Tuesday, February 28, 2012
Gambling bill died. But you guessed it, it’s alive again. Never bet a bill will stay dead.
by Larry Geller
If you’ve got clout at the Senate—which leaves most ordinary citizens out—they’ll bend or break the rules for you.
Here’s another bill that died and is now among the “undead.”
The gambling folks and their lobbyists have clout. Yet legislators know that many (most?) of their constituents oppose legalizing gambling in Hawaii. So SB2893, which would establish a gambling task force, missed the first lateral deadline and was dead. Dead dead. Which means nothing anymore, it seems.
Of course, if it were a bill without big money, big influence, big lobbyists behind it, we ordinary folks would be told, “Gee, I’m sorry, your bill didn’t make it this session. Try again next year.”
So SB2893 walks the halls of the State Capitol once gain. It will have a hearing tomorrow, Wednesday, at 10:15 a.m. The hearing notice is here. Two committees will hear it at once, and that will be it for the Senate. They’ll sprinkle it with holy water and it will freshen up and cross over to the House.
You can easily submit testimony, or even call or email members of the two committees (WAM and EDT). To submit testimony, go to the link for the bill. At the top is a box you check, and then you can type in your testimony.
Zombie bills are hard to kill. If the Senate leadership wants it to live again, they want it passed. It takes lots of testimony to drive a stake into the heart of a bad bill if the leadership is insistent.
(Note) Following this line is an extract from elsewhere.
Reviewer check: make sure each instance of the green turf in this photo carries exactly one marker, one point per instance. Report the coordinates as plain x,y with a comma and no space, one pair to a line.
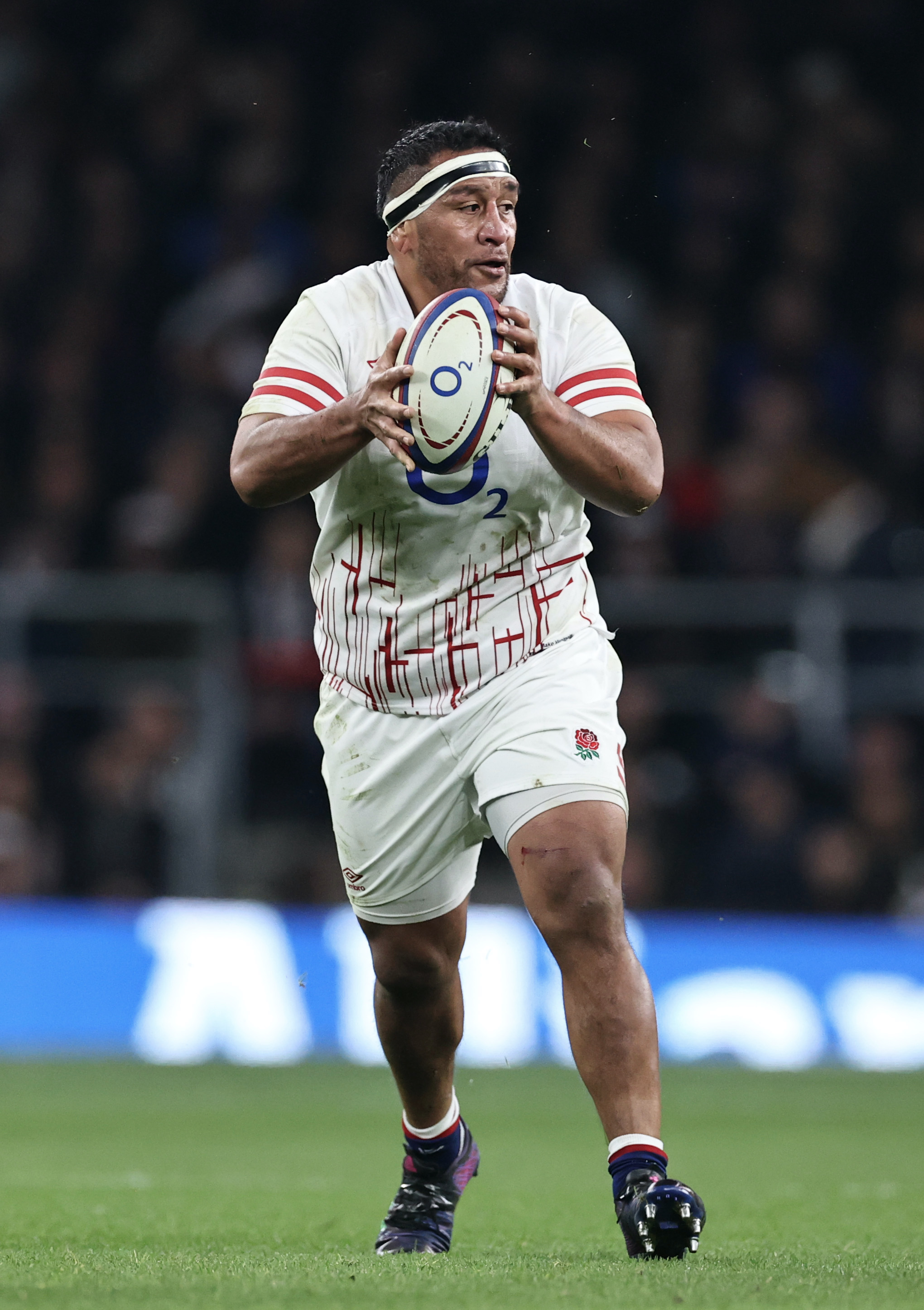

Just as an example, the testimony not to cut funding for public access television was overwhelming, yet the House Finance Committee passed it anyway. See: Another “zombie” bill brought back to life over the weekend and aimed at public access tv funding (2/26/2012). Thanks to all the readers who sent in testimony! Heck, it might have worked. Please don’t be discouraged.
I’ve been asked if it is legal to bring back these bills from the dead. It appears to be legal, if sneaky and underhanded. The Senate makes its own rules, and it can break its own rules. Some things are protected by the Hawaii State Constitution, but not the revival of dead bills. If they want to mess around with us, they can.